The MovSum method is relatively easy to set up, requiring only the adjustment of two parameters: T and N. This was previously demonstrated on the prostate-specific antigen assay, where most of the results were very low (*8*). Consequently, the binarization threshold was also set very low. In this study, the binarization thresholds near the central tendencies (mean, mode, median) were explored. A T that is close to the mode of the population is more sensitive to bias since a small change will shift a larger proportion of the population into a different classification. However, if the T was set to a significantly lower than mode (for example 5.0 mmol/L), the false positive rate increased significantly, especially when coupled with a small N. With a small N and T, there is a high probability to find an entire block filled with positive results, even in the absence of any bias, thus violating the UCL and triggering a false alarm. On the contrary, selecting a T which is significantly larger than the mode resulted in a decrease in detection rate and an increase in MNPed, especially when paired with a small N. This observation can be attributed to the fact that, as T is set near the “tail” of the log-normal distribution, a shift in the population will only induce a small proportion of the results to shift classification, resulting in a lower sensitivity.

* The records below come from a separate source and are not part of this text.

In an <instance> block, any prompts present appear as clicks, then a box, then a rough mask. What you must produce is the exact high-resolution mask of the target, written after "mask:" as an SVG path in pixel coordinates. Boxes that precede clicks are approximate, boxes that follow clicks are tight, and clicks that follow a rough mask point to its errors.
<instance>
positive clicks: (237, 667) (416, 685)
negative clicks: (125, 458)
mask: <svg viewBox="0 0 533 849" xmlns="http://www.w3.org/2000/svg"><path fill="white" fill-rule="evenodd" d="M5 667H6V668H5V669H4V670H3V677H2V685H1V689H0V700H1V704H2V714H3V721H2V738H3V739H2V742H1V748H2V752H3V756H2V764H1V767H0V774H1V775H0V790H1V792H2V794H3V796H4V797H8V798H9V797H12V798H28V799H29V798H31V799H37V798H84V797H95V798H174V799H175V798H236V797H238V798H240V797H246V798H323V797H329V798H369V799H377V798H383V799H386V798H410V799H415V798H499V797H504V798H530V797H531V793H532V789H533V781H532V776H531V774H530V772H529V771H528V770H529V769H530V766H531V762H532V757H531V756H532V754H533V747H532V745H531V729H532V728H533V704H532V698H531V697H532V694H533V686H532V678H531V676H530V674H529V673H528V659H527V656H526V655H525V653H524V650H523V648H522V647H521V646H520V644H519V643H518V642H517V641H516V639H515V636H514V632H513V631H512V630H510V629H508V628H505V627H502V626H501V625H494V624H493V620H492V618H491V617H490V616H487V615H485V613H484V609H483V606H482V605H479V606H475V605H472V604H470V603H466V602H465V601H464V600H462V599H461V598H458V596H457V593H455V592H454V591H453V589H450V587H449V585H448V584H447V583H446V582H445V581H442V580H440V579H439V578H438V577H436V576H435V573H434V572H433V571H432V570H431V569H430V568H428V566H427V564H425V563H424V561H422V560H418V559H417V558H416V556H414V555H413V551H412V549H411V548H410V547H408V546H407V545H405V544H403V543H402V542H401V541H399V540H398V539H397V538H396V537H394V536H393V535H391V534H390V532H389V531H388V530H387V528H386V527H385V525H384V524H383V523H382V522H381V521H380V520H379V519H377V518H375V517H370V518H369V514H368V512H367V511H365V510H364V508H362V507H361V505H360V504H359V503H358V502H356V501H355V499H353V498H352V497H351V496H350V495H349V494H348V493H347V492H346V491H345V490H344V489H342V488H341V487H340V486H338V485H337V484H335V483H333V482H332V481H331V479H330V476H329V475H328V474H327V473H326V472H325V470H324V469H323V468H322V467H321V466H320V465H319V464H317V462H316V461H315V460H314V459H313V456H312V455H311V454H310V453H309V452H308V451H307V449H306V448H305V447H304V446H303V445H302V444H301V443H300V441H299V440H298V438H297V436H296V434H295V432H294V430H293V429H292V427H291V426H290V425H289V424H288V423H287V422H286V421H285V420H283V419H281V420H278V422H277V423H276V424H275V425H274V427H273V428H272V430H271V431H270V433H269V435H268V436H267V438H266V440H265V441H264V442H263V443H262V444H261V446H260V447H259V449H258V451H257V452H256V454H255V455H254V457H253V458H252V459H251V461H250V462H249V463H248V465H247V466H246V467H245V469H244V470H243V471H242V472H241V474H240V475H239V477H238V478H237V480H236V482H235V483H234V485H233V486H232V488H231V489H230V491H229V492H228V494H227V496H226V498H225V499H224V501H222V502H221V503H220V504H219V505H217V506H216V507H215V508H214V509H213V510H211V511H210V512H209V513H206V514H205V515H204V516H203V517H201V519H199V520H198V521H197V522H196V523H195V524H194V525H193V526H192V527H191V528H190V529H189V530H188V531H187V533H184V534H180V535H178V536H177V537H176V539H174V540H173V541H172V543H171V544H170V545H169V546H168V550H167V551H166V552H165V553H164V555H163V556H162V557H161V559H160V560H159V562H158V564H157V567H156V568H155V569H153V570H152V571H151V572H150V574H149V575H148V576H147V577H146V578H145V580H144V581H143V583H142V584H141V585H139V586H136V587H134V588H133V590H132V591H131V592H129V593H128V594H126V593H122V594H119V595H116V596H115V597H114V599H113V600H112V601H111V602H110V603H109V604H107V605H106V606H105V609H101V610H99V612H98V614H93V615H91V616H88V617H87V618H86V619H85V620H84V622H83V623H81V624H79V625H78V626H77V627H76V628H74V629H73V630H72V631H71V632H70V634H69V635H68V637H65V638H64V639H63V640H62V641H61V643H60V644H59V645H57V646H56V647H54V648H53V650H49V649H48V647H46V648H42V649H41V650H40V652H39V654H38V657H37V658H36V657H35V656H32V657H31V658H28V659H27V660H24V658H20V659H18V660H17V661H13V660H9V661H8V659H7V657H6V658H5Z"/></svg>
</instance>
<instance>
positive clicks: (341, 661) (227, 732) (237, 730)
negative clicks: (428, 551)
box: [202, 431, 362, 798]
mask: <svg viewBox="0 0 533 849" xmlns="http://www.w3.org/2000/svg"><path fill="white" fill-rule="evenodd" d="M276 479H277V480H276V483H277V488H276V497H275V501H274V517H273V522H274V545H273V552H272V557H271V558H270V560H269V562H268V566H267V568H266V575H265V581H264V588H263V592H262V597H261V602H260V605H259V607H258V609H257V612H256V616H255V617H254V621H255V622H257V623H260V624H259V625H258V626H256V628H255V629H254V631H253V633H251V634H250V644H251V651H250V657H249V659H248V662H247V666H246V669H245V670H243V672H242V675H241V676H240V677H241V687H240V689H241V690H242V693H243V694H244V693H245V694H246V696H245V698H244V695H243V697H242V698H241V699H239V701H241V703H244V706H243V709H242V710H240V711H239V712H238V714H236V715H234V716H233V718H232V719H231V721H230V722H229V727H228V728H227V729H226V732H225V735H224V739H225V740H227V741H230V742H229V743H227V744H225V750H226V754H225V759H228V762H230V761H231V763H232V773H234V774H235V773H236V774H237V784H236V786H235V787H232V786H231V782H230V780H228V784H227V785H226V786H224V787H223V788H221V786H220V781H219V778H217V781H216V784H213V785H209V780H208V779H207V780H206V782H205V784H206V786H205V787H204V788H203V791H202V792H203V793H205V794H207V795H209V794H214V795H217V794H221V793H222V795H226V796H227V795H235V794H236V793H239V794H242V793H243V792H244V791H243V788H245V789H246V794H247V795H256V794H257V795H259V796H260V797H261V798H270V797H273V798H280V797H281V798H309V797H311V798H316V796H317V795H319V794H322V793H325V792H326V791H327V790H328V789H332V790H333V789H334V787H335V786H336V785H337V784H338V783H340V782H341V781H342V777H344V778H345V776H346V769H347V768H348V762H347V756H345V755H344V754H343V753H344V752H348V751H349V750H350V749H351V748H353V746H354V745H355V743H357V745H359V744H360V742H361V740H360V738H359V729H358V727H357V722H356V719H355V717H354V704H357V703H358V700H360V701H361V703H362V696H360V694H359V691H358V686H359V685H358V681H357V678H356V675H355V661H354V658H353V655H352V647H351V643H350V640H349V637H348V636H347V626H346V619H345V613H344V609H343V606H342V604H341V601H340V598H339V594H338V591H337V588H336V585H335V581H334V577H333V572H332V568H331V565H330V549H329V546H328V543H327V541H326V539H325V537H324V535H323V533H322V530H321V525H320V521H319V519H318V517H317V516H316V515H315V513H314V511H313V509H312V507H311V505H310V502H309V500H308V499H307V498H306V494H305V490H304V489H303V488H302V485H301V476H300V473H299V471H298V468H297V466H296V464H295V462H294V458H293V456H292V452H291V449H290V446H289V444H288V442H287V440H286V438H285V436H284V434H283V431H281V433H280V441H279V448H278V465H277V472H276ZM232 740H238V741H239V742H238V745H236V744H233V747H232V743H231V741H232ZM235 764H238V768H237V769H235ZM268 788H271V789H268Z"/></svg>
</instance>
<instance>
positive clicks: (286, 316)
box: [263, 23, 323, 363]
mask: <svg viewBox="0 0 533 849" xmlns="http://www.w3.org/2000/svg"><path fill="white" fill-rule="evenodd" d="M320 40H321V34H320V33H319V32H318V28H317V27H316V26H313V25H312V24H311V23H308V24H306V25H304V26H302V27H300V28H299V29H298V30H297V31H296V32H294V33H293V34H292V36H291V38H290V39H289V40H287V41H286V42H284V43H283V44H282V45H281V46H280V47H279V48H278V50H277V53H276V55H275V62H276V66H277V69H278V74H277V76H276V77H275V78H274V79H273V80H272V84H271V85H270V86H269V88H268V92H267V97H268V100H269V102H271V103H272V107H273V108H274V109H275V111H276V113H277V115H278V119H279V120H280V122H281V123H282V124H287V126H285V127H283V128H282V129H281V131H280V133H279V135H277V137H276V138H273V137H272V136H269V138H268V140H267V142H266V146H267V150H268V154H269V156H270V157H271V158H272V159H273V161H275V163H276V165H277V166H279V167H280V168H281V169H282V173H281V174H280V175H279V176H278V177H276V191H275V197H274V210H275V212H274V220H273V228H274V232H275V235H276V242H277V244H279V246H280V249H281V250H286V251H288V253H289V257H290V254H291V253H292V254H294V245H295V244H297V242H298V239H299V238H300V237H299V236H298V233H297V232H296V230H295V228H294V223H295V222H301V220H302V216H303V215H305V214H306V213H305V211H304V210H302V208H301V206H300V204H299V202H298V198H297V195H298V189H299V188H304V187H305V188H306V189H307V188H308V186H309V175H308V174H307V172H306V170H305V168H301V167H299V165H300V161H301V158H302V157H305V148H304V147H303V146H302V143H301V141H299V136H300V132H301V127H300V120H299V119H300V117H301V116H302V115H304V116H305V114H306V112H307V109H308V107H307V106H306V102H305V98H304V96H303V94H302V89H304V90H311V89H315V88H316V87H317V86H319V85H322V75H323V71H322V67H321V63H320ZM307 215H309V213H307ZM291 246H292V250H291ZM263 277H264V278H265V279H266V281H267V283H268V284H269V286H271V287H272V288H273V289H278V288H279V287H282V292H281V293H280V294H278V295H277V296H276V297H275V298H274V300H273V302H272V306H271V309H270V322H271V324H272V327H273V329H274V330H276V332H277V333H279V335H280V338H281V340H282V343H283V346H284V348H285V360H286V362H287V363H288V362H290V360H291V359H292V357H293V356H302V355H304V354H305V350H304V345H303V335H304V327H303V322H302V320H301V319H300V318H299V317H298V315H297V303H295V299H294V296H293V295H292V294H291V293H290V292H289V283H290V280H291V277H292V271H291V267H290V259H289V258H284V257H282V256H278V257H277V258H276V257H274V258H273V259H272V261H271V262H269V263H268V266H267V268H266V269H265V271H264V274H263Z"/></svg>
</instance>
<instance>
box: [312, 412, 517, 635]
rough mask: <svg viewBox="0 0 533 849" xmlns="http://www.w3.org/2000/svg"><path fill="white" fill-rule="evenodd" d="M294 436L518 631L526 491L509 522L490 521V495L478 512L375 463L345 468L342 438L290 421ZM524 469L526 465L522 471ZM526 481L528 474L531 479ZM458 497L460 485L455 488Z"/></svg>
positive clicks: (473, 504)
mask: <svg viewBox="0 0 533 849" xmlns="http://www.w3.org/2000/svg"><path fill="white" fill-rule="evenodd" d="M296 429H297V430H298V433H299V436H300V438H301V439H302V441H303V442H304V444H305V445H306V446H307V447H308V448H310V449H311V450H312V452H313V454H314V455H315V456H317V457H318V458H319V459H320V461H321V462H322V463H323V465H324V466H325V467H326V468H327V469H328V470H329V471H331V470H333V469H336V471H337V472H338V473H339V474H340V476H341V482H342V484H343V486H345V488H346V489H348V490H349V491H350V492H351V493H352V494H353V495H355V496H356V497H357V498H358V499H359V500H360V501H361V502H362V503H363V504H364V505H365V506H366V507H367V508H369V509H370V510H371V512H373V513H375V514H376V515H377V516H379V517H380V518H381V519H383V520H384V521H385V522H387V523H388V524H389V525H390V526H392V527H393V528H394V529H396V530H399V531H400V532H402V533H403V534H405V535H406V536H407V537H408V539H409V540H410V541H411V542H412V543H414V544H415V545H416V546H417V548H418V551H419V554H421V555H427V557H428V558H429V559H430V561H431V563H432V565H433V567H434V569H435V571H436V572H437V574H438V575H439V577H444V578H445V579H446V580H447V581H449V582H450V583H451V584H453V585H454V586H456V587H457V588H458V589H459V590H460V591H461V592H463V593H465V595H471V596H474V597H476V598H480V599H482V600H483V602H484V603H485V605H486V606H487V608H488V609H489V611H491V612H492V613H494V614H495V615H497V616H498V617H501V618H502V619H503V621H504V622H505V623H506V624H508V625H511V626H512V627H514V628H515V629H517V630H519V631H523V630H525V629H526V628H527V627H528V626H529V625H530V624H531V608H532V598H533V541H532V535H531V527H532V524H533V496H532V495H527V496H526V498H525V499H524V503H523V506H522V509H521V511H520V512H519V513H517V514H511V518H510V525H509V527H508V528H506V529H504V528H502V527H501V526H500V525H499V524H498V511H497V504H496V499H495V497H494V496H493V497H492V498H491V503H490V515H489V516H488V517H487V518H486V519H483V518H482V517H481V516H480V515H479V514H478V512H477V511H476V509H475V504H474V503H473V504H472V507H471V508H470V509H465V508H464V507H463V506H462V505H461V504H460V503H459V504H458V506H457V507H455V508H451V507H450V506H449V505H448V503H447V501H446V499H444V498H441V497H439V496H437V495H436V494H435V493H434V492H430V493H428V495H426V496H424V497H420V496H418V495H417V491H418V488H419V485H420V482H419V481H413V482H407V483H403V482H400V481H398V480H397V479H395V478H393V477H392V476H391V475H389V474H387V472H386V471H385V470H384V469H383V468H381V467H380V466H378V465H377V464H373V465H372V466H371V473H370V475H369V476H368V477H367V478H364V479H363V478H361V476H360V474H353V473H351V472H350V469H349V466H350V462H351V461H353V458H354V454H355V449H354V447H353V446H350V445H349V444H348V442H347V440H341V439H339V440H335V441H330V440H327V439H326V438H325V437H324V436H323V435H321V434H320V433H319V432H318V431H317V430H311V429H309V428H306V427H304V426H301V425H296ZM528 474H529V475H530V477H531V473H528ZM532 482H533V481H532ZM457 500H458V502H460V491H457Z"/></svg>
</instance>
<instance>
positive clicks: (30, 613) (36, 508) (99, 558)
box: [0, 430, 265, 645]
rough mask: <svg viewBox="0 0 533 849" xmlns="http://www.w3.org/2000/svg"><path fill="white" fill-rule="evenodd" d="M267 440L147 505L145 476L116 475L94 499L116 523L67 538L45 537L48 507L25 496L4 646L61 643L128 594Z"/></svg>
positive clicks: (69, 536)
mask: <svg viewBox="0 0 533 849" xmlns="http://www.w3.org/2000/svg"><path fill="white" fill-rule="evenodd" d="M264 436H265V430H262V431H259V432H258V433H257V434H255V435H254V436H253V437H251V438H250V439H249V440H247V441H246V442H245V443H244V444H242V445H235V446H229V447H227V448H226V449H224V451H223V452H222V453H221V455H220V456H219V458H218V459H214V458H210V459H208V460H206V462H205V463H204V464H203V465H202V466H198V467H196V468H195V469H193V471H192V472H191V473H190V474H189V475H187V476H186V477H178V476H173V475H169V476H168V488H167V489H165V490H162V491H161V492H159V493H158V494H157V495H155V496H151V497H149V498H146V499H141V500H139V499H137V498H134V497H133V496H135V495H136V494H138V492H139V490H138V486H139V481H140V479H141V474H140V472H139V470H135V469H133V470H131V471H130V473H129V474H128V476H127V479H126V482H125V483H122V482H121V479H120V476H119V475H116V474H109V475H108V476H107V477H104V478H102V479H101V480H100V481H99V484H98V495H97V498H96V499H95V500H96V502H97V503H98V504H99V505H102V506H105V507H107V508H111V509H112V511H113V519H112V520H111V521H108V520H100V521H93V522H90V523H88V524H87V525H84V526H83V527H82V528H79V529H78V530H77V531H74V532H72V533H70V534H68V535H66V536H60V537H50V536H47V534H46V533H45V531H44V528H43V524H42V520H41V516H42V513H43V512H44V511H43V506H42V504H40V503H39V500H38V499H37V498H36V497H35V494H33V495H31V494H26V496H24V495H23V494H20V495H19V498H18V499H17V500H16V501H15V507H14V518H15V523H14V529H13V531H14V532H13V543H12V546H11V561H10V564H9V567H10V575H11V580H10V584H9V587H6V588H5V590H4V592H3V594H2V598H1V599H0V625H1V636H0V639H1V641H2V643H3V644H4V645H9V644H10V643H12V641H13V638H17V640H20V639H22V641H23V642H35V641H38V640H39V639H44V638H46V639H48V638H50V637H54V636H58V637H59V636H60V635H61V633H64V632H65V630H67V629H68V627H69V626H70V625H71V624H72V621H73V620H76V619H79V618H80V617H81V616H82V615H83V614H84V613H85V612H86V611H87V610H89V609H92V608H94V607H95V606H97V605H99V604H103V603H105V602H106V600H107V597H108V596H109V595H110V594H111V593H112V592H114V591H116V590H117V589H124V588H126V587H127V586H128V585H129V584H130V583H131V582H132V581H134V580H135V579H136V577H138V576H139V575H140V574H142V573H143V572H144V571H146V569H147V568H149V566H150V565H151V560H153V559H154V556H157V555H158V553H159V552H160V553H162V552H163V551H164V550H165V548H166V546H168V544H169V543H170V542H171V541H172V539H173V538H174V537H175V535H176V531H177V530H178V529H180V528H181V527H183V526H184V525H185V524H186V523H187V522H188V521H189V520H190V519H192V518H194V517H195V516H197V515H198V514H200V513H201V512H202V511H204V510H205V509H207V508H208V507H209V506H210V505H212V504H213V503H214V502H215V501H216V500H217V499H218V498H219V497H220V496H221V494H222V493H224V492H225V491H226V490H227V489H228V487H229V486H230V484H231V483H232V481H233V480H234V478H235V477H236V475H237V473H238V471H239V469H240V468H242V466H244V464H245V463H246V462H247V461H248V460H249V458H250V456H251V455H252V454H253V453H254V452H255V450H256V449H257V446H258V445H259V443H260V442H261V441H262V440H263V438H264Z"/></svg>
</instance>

Using the minimum and maximum value of the MovSum of the training data set as control limits will ensure the lowest false positive rate. The ideal choice of N is typically larger than that of the MA technique because the underlying principle of MovSum method is based on the shift in the data distribution. The control limits can be made narrowed to improve the detection capability (lower MNPed), although the false positive rate will rise (Figure 5). The gain in detection capability must be carefully weighed against the potential unproductive effort and resources expended on troubleshooting a false alarm. In this study, the MA technique was not rigorously optimized, making it difficult to draw a firm conclusion regarding the differences in performance compared to MovSum. However, MA is generally more susceptible to extreme values and are less sensitive to small biases (*8*). Its strength is in the detection of larger errors.

One of the biggest advantages of using patient-based real-time quality control is the assured commutability of the results (*5*, *6*). Additionally, it also does not carry consumable costs and utilizes the data already generated from clinical testing. As its name implies, it also provides continuous feedback on the analytical performance of the device each time a new result is generated. There are several limitations to adopting the MovSum and MA techniques at present. Firstly, these techniques are not yet routinely available in the glucometer software or middleware (*13*). As such, for routine application, it is necessary to separately extract the laboratory data from the middleware and exporting it to specialised statistical software for analysis. Such analysis requires familiarity with the statistical concepts for optimal performance, and requires additional time and human resource. Additionally, the optimisation of these techniques on multiple devices have not been assessed, and is an important area of future research.

In conclusion, this study has demonstrated the potential use of patient-based real-time quality control in point of care glucose meter. It provides an independent indicator of the instrument performance that is notsusceptible to the occasional QC failure due to operator error or material instability. The MovSum technique is suited for detecting small but clinically significant biases. Point of care QC should follow conventional practice by setting the control limits according to the running mean and SD to allow proper error detection. The glucometer manufacturers have an active role to play in liberalizing QC settings and also enhancing the middleware to facility patient-based QC practices.